Menurut Ramayulis, dari ayat-ayat
yang berkenaan dengan ilmu (pendidik) di atas, dapat disimpulkan bahwa Allah
menempatkan seorang pendidik pada posisi yang terhormat. Jika digunakan logika
berfikir yang linear maka tentunya posisi ulama akan terus meningkat derajatnya
apabila ia mengaplikasikan ilmunya dalam sikap hidup dan perilaku sehari-hari.
Selanjutnya posisi terhormat seorang pendidik tersebut akan terus meningkat ke
derajat yang lebih tinggi bila ilmu tersebut diwariskan kepada orang lain
melalui usaha pendidikan.
b.
Pendidik
dalam Hadis
Dari beberapa hadis dapat dilihat
bahwa Nabi Muhammad SAW juga memposisikan pendidik di tempat yang mulia dan
terhormat. Dia menegaskan bahwa ulama adalah pewaris para nabi, sementara makna
ulama adalah orang yang berilmu. Dalam perspektif pendidikan Islam, ulama
termasuk pendidik. Tegasnya, pendidik adalah pewaris para nabi. Hadis itu
berbunyi:
...اْلعُلَمَاءُ وَرَاثَتُ
اْلاَنْبِيَاءِ....
Artinya: …...Para ulama (guru)
adalah pewaris para nabi…(Dari Abu Darda’ r.a. dan diriwayatkan oleh Ibn
Majah)
Hadis di atas juga menunjukkan bahwa
Rasulullah SAW memberikan perhatian yang besar terhadap ”pendidik” sekaligus
memberikan posisi terhormat kepadanya. Hal ini beralasan mengingat peran
pendidik sangat menentukan dalam mendidik manusia untuk tetap konsisten dan
komitmen dalam menjalankan risalah yang dibawa oleh Rasulullah SAW.

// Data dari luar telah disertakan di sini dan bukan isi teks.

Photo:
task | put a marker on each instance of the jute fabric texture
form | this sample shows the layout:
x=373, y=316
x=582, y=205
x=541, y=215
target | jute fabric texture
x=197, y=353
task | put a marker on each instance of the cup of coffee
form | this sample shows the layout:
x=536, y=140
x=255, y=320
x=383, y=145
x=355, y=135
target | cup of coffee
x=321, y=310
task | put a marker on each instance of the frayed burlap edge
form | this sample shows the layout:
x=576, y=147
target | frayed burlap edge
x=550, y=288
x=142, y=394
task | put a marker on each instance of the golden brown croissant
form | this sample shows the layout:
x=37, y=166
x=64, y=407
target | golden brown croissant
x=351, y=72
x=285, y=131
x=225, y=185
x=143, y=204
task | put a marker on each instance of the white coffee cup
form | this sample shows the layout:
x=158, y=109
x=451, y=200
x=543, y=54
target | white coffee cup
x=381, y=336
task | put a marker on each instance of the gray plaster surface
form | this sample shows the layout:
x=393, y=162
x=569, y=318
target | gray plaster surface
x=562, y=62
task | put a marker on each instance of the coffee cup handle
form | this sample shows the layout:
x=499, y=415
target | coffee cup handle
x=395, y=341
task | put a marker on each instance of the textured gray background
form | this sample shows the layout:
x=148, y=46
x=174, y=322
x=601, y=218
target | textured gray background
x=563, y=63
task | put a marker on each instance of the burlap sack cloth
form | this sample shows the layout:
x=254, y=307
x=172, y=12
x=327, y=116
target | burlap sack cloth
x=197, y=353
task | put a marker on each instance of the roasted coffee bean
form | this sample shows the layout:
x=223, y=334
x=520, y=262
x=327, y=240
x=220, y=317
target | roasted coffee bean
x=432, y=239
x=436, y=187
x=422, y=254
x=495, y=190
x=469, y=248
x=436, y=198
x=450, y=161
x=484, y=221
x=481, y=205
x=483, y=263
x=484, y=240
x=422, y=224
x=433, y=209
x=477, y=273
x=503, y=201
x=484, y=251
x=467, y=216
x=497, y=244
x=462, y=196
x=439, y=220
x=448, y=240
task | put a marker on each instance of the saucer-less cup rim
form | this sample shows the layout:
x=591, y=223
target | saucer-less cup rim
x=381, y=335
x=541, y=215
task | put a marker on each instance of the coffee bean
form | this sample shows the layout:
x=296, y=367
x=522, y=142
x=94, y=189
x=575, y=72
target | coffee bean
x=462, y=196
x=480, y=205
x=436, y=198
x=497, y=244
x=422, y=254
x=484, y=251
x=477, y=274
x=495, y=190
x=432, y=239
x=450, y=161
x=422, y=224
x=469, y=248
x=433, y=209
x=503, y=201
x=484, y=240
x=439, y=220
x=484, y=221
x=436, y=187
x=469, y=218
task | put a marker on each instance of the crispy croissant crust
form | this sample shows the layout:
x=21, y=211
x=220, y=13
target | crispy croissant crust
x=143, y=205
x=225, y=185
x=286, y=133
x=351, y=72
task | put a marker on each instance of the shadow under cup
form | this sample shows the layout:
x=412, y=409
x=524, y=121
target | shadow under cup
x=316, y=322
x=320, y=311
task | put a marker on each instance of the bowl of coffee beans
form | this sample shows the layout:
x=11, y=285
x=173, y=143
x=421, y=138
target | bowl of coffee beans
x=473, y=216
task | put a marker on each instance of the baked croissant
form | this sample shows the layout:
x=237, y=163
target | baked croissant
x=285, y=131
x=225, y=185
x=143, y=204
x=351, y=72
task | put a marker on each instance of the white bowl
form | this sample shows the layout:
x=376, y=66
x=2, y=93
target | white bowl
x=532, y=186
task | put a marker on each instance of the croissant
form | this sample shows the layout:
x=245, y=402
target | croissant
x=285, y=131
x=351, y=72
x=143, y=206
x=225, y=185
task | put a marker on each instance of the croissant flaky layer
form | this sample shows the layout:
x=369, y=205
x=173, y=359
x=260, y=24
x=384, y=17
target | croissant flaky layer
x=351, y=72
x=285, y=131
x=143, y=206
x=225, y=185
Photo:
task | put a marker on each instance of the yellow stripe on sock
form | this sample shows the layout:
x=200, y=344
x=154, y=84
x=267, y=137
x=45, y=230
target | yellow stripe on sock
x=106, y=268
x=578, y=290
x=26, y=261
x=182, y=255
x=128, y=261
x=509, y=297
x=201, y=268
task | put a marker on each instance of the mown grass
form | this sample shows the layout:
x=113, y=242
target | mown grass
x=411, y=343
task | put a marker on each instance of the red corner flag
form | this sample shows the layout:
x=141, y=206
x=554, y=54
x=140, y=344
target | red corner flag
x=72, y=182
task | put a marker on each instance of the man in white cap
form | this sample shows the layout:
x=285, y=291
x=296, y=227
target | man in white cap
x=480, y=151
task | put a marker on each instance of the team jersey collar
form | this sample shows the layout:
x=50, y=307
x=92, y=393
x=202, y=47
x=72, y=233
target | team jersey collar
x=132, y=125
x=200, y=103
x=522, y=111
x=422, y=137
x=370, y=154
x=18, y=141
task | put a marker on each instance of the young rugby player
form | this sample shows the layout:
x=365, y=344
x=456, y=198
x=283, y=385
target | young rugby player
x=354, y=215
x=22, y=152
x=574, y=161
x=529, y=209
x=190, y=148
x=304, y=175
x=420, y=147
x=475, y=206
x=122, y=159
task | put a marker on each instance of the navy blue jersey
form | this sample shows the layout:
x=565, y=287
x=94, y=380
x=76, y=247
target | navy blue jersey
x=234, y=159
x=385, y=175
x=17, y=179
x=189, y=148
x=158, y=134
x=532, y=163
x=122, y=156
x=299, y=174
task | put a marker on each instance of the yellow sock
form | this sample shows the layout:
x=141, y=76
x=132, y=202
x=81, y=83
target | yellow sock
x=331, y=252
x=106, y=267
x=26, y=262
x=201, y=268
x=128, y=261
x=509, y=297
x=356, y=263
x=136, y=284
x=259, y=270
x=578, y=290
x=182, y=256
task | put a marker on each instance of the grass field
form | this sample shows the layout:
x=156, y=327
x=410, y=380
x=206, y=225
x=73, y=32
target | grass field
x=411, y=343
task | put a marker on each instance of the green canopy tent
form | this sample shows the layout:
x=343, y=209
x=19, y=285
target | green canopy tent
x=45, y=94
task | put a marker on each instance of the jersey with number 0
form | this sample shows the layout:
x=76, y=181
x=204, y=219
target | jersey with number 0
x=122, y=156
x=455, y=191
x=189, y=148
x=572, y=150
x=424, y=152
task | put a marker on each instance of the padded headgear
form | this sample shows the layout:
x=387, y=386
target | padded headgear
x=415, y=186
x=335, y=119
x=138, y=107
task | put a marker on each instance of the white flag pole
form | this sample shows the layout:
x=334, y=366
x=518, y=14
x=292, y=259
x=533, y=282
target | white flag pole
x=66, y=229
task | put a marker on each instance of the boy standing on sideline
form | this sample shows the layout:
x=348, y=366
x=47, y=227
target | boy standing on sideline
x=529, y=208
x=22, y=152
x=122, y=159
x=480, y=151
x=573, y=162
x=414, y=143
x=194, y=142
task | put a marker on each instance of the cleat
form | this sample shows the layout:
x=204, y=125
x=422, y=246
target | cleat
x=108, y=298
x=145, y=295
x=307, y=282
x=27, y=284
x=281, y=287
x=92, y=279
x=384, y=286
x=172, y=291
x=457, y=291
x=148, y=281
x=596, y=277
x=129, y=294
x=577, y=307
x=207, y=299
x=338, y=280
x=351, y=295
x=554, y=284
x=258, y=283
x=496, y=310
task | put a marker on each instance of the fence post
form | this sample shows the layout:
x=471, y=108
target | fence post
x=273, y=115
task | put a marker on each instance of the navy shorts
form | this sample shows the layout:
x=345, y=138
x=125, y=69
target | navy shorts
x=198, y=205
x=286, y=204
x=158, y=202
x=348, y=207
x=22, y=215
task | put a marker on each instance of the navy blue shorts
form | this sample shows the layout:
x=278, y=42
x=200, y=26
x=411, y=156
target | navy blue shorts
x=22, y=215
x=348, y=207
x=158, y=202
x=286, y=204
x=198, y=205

c. Pendidik dalam Sistem Pendidikan
Nasional
Dalam sejarah bangsa Indonesia,
status pendidik juga mendapat penghormatan yang mulia. Bahkan sering dikenal
pepatah yang menyebutkan bahwa guru adalah ”digugu dan ditiru”. Di beberapa
wilayah Indonesia, ada beberapa ungkapan populer untuk menyebut guru. Di
Minangkabau, misalnya, guru biasanya disebut Buya berasal dari kata abuyya yang
berarti Bapakku tercinta; sementara di daerah lain, seperti Sunda, dikenal
sebutan Yang guru, Nyai guru, Kang guru, Uwa guru dan Aki guru. Walaupun
sebutan itu ditujukan kepada guru yang memiliki keunggulan, namun hal ini bisa
dijadikan alasan kuat untuk menyatakan bahwa guru berada pada posisi terhormat
di mata masyarakat.
Dalam sistem pendidikan nasional,
pendidik dikenal dengan beberapa sebutan, seperti yang ditegaskan dalam
Undang-undang Nomor 20 Tahun 2003 tentang Sistem Pendidikan Nasional (UUSPN)
pasal 1 ayat (6): ” Pendidik adalah tenaga kependidikan yang berkualifikasi
sebagai guru, dosen, konselor, pamong belajar, widyaiswara, tutor, instruktur,
fasilitator, dan sebutan lain yang sesuai dengan kekhususannya, serta
berpartisipasi dalam menyelenggarakan pendidikan”.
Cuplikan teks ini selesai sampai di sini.